# Python Programming for Linguists
**03 - Python for (Corpus) Linguists**

There are a number of **new tools** and a **little bit of new syntax**, which can be extremely helpful in approaching exercises 8 to 17. Here are some basic examples to get you started!

This notebook will introduce these concepts by looking at a number of straightforward examples. **Play around** with the code to get a feeling for what these things are doing.

## 1. Miscellaneous

##### Lists and Sets



In [None]:
tokens = ['a', 'the', 'car', 'the']
tokens

Sets, at least on the surface level, work similarly to lists. However, they are *unordered* and set elements are *unique*. Hence, turning (casting) a set into a list will remove duplicate entries.

In [None]:
types = set(tokens)
types

##### The `.join()` method (on strings)

The `.join()` method allows you to turn a list of items into a string. This is, for example, useful if you want to turn a tokenized text into a string.

In [None]:
tokens = ['The', 'cat', 'is', 'grey']
s1 = ' '.join(tokens)
s2 = '-'.join(tokens)

s1, s2

##### Lambda Functions / Anonymous (nameless) Functions

Lambda functions are a little bit strange but very powerful. They are small anonymous functions that can be used whenever you don't need a named (regular) function.

In [None]:
x = lambda a: a + 10
x(5)

We will be using a Lambda below when using `.apply()` on a DataFrame (see Pandas).

##### `Counter` objects

A `Counter` is an easy way to count items in a list. They are a quick and easy way to, for example, generate frequency tables.

In [None]:
from collections import Counter

numbers = [1, 1, 2, 3, 3, 4]
counts = Counter(numbers)

# Show the frequency of '1'
counts[1]

In [None]:
counts.most_common(2)

In [None]:
tokens = ['I', 'have', 'a', 'cat', '.', 'She', 'has', 'a', 'mouse.']
Counter(tokens)

##### Adding to Variables


Python supports the `+=`and `-=` operators to easily add or substract from a variable. This also works when concatenating strings.

In [None]:
a = 1
a += 5

a

In [None]:
b = 'Hello'
b += 'World'

b

##### Enumerate and (Un)packing

When looping (e.g., iterating over a list) it is sometimes helpful to keep track of where you are.
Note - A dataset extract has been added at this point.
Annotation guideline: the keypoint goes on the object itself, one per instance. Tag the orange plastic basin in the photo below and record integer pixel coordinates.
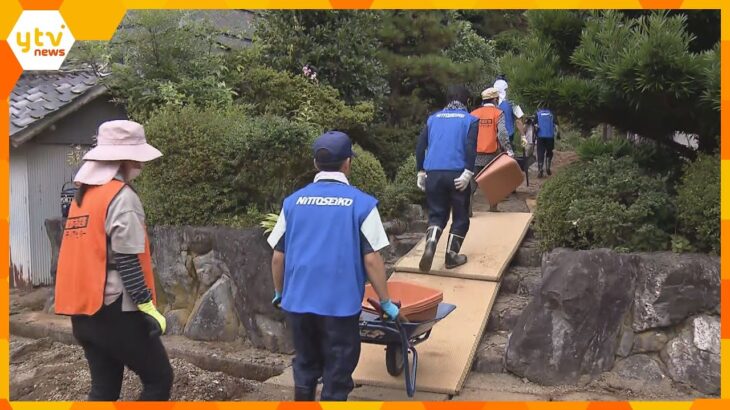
(417, 303)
The `enumerate` function allows you to do just that.

In [None]:
l = ['A', 'B', 'C']

for i in l:
  print(l)

In [None]:
for e, i in enumerate(l):
  print(e, i)

Maybe you are wondering what is up with his `e, i` construction. In Python, you can pack and unpack variables from structures. Have a look at the following example:

In [None]:
# A list with two elements
characters = ['this is a', 'this is b']

# Unpacking the elements into two variables
a, b = characters

a

Similarly, we can also pack variables into, for example, a list:

In [None]:
a = 'this is a'
b = 'this is b'

characters = [a, b]

characters

##### Slicing Notation

In many cases, we need to only get part of a list. This is possible using slicing notation. 

The syntax is: *start:stop:step* 

In [None]:
l = [0, 1, 2, 3, 4, 5]

In [None]:
l[1:3]

In [None]:
l[0:5:2]

## 2. List Comprehensions

List comprehensions offer a shorter syntax for creating lists. Here are two examples:

**Example 1**: We want to create a new list that contains all of the numbers in `numbers` multiplied by ten.

In [None]:
numbers = [1, 2, 3]
n_times_ten = []

for number in numbers:
  n_times_ten.append(number * 10)

n_times_ten

The very same thing can be achieved using a list comprehension:

In [None]:
numbers = [1, 2, 3]

[n * 10 for n in numbers]

**Example 2**: We can also use list comprehensions when working with lists of lists. Below is a list of lists (`lol`). Let's assume we only want to print the second element (A, B, C) from each sublist.

In [None]:
lol = [
       [1, 'A'],
       [2, 'B'],
       [3, 'C']
]

lol

In [None]:
for n in lol:
  print(n[1])

The same thing but as a compact list comprehension:

In [None]:
[n[1] for n in lol]

## 3. Pandas

Pandas is one of the most widely used libraries in Data Science. While Pandas can do lots more, we are focusing on the `DataFrame` provided by the library. You can think of DataFrames as tables. They look and work similarly to spreadsheets.


In [None]:
import pandas as pd

When importing libraries, we can use `as` to give the library another name. For `pandas`, it is convention to simple use `pd` as an alias.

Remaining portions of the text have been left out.